Si ricava da punta d’anca, magatello e sottofesa. Il pezzo di carne, ben nettato dalle membrane muscolari viene cosparso della concia: sale, spezie, erbe aromatiche e vino rosso. Si lascia marinare per alcuni giorni, poi si avvolge in un budello, si lega e si mette ad asciugare e stagionare.
Al taglio è rossa scura e con venature di grasso più o meno intense, a seconda dell’animale d’origine.
Ma davvero gli involtini di bresaola con il formaggio dentro sono percepiti come una ricetta?
E che ne è stato dell’inchiesta sull’origine estera della carne per la realizzazione della bresaola?
E chi lavora cercando di produrre il miglior prodotto possibile come sopravvive?
Queste domande mi martellano le tempie mentre mi poggiano appena tagliata, sul pane cotto a legna, condita con un filo d’olio extravergine alla cenere di ginepro, la fetta di bresaola più buona della mia vita.
Prendo il pezzo di bresaola ancora da affettare in mano, è consistente senza essere sodo, un rosso intenso che vira al bruno come certi velluti di seta, marezzata come una filigrana d’argento, profumatissima e sapida, ne voglio ancora.
Sono in uno stabilimento esemplare che alleva gli animali che trasformerà, dove tutti i dipendenti incontrati sono entusiasti di come lavorano e dei prodotti che realizzano: uno stabilimento con l’anima.
E allora mi esorto a far pace con certi ragionamenti, a cercare di essere meno polemica, a non sminuire il mio essere una cassa di risonanza per chi produce con onestà e rispetto della storia di un prodotto, di un territorio d’appartenenza e di un consumatore finale.
Mi ricordo quando, durante le gite, ci spedivamo cartoline.

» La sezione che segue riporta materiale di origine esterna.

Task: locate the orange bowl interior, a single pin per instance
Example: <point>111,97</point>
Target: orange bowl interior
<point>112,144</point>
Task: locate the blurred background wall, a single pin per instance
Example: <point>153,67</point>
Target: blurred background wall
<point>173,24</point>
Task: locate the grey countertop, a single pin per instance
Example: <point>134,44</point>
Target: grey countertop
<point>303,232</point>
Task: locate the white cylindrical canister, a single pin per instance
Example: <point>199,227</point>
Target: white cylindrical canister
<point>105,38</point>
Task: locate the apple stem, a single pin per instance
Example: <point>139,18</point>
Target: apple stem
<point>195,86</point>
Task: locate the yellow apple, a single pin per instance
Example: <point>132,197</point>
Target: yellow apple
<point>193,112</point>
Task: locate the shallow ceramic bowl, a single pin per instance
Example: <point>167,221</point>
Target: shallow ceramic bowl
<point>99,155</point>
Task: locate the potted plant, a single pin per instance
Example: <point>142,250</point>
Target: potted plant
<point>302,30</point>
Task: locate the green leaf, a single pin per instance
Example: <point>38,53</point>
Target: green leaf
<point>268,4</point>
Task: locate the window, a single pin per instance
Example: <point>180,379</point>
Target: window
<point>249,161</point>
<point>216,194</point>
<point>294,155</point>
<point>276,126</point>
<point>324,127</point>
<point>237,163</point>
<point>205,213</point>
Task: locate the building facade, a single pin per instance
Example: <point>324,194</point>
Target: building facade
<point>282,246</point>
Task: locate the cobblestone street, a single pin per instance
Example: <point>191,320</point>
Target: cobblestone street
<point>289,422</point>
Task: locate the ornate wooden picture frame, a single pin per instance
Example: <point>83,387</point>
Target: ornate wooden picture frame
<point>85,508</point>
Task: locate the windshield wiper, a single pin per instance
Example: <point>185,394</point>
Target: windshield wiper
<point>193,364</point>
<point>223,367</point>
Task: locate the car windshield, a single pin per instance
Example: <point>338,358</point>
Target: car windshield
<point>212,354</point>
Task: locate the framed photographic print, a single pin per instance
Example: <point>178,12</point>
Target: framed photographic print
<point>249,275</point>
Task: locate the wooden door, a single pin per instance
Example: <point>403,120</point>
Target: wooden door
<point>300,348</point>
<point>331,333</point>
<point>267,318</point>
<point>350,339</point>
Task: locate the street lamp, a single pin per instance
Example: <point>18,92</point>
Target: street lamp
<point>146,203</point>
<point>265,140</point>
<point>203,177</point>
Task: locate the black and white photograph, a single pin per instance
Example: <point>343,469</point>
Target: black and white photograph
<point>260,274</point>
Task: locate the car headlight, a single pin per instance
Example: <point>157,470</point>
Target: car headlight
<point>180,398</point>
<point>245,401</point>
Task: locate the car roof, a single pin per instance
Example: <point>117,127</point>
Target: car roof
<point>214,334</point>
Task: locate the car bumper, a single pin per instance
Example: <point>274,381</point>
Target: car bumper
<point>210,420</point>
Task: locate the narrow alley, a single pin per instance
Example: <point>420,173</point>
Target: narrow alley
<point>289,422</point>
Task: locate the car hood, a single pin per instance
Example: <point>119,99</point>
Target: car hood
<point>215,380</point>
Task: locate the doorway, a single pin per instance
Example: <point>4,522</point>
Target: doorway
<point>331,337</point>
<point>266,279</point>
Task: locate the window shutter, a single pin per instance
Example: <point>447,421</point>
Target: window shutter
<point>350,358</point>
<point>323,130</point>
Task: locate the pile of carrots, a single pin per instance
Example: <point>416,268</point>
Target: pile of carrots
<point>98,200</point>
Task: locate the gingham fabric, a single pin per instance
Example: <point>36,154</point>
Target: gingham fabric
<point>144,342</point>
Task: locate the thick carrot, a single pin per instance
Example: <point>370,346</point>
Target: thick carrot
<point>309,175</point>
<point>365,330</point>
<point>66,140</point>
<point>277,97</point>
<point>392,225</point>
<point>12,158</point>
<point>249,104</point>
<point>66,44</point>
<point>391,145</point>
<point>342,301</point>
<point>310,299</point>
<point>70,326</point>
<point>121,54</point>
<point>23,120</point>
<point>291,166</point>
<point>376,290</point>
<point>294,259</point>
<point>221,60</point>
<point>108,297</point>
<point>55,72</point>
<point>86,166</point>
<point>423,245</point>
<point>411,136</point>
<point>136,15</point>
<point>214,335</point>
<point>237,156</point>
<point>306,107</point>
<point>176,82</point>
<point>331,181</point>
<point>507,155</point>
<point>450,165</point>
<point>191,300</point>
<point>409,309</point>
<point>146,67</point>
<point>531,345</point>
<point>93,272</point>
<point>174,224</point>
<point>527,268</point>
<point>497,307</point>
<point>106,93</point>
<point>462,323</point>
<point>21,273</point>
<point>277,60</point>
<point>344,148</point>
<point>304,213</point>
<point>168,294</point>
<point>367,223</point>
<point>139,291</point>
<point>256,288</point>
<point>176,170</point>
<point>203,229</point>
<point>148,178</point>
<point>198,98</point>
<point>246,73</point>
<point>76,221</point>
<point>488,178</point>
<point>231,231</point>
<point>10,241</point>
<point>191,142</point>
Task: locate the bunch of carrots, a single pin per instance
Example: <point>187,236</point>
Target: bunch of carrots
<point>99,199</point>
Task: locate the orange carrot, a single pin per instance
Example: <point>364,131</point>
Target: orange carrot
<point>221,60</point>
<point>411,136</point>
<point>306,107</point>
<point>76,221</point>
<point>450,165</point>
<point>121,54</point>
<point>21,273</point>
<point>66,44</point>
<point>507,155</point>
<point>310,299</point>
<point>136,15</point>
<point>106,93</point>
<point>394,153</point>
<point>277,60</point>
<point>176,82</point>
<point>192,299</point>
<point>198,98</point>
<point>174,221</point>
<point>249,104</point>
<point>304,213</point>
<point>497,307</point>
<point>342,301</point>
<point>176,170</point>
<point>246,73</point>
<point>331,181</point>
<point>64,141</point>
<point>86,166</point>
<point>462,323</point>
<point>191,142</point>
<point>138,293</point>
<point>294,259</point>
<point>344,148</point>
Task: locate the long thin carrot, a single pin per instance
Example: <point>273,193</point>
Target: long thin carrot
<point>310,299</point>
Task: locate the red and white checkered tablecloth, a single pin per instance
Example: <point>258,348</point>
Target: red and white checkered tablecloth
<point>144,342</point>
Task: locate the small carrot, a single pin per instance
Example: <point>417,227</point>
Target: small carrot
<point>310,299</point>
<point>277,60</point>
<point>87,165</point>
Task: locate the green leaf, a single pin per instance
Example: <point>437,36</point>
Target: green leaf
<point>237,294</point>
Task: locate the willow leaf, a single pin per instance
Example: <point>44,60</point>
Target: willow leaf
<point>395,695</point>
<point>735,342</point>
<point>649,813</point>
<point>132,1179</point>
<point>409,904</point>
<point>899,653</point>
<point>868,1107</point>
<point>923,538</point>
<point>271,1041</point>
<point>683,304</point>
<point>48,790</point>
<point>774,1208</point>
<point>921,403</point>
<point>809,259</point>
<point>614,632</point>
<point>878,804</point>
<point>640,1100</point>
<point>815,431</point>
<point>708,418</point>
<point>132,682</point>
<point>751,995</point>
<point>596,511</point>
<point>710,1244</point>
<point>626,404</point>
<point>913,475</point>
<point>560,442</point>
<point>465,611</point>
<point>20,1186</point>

Quando ne arrivava una a casa si guardava distrattamente la fotografia che rappresentava l’idea di un luogo, la si girava subito per leggere il messaggio scritto a penna dedicato a noi.
Non sarà mai possibile sapere tutto di quello che mangiamo. Dovremmo scegliere cosa comprare cercando quell’intenzione, di un pensiero sincero dedicato a noi dentro ad ogni prodotto.